Why Startups Fail
I don’t want to be Johnny Raincloud here, but the truth is startups fail. A lot. Of course, this isn’t […]
I don’t want to be Johnny Raincloud here, but the truth is startups fail. A lot. Of course, this isn’t news. You knew this before you said “screw it, let’s do it”. And you’ve probably read an article or five on why they fail (i.e. here, here and here). Hell, there’s even a site dedicated to it.
Inevitably, you’ll see reasons like “ahead of it’s time, no market, not enough demand, ran out of cash, product mis-timed, no investor interest, couldn’t secure funding, too early”, and on and on.
Interesting enough, you won’t see the most fundamental reason, and the one at the core of many of those listed above—not getting people to care.
In large part, the startups that fail, failed to get people—both customers and investors—to care about their product as much as they did.
It’s as simple as that. They weren’t able to break through the noise and seemingly infinite choices of how to spend our time and money.
So how do you get people to care? Don’t just delight them, make them fall in love.

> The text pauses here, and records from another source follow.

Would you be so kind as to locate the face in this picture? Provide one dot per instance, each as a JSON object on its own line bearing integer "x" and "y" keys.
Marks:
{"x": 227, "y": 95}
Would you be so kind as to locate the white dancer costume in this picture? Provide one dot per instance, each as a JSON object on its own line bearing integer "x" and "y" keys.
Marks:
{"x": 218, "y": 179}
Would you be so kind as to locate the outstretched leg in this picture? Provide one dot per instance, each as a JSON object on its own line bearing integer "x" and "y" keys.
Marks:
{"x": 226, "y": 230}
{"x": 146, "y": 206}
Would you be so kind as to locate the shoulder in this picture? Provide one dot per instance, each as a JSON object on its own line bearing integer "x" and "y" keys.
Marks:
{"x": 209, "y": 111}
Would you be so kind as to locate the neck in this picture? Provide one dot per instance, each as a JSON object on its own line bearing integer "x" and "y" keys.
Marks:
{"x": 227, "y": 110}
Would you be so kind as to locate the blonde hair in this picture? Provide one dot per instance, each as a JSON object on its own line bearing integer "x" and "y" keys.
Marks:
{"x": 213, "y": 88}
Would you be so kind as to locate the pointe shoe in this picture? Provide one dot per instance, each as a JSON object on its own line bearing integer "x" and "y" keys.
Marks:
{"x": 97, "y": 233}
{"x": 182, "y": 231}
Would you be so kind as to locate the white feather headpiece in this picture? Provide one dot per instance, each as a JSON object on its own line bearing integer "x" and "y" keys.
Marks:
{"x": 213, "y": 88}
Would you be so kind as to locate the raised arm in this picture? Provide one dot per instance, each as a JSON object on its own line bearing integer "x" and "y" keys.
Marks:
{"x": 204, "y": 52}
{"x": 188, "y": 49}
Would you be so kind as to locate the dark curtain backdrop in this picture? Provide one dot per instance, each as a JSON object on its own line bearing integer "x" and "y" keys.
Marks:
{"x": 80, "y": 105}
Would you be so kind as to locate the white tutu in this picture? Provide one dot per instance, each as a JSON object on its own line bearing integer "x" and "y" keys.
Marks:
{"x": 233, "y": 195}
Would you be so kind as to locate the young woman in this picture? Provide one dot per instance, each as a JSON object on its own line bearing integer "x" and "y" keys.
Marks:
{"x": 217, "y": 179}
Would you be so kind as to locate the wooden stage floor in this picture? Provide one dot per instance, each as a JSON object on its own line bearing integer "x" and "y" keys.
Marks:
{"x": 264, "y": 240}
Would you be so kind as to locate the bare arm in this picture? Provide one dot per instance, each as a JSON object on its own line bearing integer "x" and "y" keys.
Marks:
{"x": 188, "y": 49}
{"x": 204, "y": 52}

Use your brand to create an emotional connection. Understand who your audience is and why your product should matter to them. Then convey your “why” using your unique voice. Lastly, wrap it all up in an incredible experience that knocks their socks (and shoes, and shirt) off.
Do this, and you’ll build an army of believers and advocates strong enough to ensure your startup doesn’t become one of the walking dead.